So, how do you get into this healthy state of mind? Actually, it’s not that difficult. Here are some tips:
Flow comes from active involvement in some aspect of daily life. Flow is not some mystical, magical, spiritual state that falls over you — if you’re lucky — like mist from the heavens above. It only comes when you’re actively involved in life. Passive activities — watching TV, listening to music — won’t do the trick.
For you, it may be a hobby — stamp collecting, bird watching, experimental cooking, gardening, chess, or recreational sports like golf and tennis.
Flow requires positive motivation. Flow is a byproduct of a “want to” activity. If you don’t really want to play golf today, and you’re just doing it because your boss wants you to, you may shoot a low score, but you won’t experience flow.
Flow requires your full attention. Flow requires a full commitment on your part. Your mind cannot be elsewhere while you are actively engaged in something that has the potential to produce flow. Mentally speaking, you and the activity have to be one.
One man who has been suffering from extensive pain every minute of the day for over 20 years said, “When I can’t stand the pain anymore — when it’s absolutely killing me — I go up into my computer room and get into the computer. I don’t get on the computer, I get into it. I get lost in there, and for a couple of hours, I am completely pain free.”
Flow activities have to be challenging. Doing something that is easy, that doesn’t take much in the way of skills, energy, or concentrated effort, won’t produce flow. Flow comes from activities that are challenging, even though they may seem effortless when you’re doing them. Repetition makes us dull!
If you start out achieving flow from a particular activity, over time — if you don’t change the activity in some way to make it more challenging or complex — it will lose its effect.
Flow comes from activities that produce immediate reward. You achieve flow in the process, not in the outcome. It happens while you’re actively engaged, not later on down the road. Whereas most of the rewards in life comes from sustained effort — nose to the grindstone — flow occurs in the here and now. And it begins to subside as soon as you stop whatever you’re doing to produce it.
A lot of people ask if flow leads to happiness. The answer is yes, but happiness is the end product of lots of moments of flow that accumulate over time.
Flow activities don’t always present themselves — sometimes you have to create them. People say all the time, “I just never seem to have the time to do the things I really enjoy. I can’t remember the last time I had an opportunity to sit and play the piano — my favorite thing. I wish God would just give me a day off.”

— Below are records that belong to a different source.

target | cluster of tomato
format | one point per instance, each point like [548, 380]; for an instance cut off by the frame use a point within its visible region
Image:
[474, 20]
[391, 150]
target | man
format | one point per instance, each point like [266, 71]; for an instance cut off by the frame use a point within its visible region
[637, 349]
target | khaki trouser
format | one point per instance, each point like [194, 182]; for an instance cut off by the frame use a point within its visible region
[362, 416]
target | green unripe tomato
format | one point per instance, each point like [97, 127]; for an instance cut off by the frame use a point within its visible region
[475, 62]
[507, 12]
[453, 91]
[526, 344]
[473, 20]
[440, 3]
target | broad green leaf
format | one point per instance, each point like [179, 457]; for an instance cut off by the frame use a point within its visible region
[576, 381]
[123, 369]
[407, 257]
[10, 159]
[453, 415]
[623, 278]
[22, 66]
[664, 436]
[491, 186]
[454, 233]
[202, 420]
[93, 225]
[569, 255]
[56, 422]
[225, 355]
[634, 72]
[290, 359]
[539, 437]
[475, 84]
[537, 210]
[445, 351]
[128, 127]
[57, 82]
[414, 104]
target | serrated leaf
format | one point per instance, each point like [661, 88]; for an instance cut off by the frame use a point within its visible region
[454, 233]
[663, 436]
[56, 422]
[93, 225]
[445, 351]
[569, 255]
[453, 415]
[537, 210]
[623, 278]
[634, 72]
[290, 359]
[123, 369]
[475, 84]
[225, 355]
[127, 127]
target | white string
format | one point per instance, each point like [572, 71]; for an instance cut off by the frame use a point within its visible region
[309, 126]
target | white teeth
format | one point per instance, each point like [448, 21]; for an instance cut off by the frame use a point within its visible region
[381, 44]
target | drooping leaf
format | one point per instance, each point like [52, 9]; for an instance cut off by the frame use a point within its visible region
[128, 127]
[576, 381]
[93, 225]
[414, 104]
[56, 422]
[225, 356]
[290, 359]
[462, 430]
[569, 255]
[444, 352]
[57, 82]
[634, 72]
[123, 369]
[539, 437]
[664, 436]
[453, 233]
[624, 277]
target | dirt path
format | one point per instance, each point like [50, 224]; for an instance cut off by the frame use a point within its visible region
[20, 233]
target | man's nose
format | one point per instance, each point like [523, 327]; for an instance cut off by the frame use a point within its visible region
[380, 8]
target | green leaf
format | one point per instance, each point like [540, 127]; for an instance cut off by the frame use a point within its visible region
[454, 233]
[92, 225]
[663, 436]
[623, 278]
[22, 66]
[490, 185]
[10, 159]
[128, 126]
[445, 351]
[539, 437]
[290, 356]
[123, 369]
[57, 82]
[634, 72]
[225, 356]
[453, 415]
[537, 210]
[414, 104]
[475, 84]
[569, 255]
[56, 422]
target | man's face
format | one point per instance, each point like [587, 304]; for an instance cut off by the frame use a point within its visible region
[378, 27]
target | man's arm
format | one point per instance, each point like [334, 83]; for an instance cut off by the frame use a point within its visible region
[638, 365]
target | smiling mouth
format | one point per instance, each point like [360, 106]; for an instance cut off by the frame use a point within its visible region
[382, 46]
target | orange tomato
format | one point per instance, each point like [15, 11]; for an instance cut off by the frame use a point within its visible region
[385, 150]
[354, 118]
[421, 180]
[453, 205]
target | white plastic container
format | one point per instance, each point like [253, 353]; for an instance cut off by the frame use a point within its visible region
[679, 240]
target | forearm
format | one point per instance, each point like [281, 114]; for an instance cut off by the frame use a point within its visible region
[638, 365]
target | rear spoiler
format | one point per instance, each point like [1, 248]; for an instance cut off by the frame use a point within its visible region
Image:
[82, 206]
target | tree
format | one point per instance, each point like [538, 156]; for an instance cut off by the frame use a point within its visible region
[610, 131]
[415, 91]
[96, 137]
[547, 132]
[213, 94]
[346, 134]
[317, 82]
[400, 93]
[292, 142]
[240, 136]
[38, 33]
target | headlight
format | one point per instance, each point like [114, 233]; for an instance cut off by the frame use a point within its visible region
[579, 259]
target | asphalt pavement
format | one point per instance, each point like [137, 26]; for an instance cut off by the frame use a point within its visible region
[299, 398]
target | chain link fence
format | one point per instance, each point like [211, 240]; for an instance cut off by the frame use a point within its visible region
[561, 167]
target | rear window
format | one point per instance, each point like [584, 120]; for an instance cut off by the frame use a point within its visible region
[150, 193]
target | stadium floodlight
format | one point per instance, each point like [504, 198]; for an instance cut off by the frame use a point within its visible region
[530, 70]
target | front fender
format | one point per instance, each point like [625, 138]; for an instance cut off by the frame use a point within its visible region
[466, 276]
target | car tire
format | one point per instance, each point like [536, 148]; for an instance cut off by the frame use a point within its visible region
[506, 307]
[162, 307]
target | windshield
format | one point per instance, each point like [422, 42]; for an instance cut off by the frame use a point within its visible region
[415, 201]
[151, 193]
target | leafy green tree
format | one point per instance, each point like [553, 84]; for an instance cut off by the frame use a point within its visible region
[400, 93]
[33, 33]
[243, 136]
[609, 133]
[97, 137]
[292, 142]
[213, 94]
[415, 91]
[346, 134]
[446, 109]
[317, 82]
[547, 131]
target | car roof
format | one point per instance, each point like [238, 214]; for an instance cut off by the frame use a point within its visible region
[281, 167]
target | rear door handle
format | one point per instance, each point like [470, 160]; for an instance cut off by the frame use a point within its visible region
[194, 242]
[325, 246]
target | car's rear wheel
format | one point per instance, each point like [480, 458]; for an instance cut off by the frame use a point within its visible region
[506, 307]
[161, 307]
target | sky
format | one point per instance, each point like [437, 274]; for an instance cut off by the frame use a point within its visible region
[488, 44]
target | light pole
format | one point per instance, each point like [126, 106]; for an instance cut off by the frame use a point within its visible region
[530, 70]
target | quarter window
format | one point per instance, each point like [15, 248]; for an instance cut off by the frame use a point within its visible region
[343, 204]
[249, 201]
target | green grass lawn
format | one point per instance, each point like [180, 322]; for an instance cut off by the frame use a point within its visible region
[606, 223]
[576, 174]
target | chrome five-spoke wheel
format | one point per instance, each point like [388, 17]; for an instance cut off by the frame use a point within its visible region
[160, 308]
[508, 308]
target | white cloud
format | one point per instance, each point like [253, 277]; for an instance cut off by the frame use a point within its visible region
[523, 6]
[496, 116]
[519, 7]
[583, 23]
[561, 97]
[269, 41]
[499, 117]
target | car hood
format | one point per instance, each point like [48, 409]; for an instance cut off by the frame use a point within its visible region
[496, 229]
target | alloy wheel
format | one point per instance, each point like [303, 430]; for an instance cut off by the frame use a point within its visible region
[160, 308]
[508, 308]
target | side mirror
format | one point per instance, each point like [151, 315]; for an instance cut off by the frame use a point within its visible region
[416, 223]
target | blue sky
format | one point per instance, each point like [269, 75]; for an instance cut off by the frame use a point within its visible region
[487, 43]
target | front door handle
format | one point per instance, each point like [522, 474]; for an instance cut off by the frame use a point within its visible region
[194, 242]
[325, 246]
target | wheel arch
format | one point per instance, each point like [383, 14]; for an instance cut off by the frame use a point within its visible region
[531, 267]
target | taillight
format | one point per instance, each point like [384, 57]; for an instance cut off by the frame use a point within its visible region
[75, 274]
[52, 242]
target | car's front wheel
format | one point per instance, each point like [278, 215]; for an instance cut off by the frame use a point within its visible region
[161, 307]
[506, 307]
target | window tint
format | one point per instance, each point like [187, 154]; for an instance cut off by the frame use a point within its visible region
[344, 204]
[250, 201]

What they say less is something to the effect of, “I know the dishes need washed and I still haven’t vacuumed the downstairs, but, what the heck, I’m going to stop and play the piano a while. I need to get into the flow.”
Make time for flow. Make it a priority in your life. Be one of that top 20 percent of the population that understands what Dr. Csikszentmihalyi is talking about.
Flow comes from knowing yourself. You experience flow when you commit yourself to spending time in your favorite activity. So what is your favorite activity? You may not be able to readily answer that simple question. That’s in part because you don’t know enough about yourself to actually know what your favorite activity is.
Spend some time experimenting with different activities that appeal to you a little bit and see which ones you have the most fun with.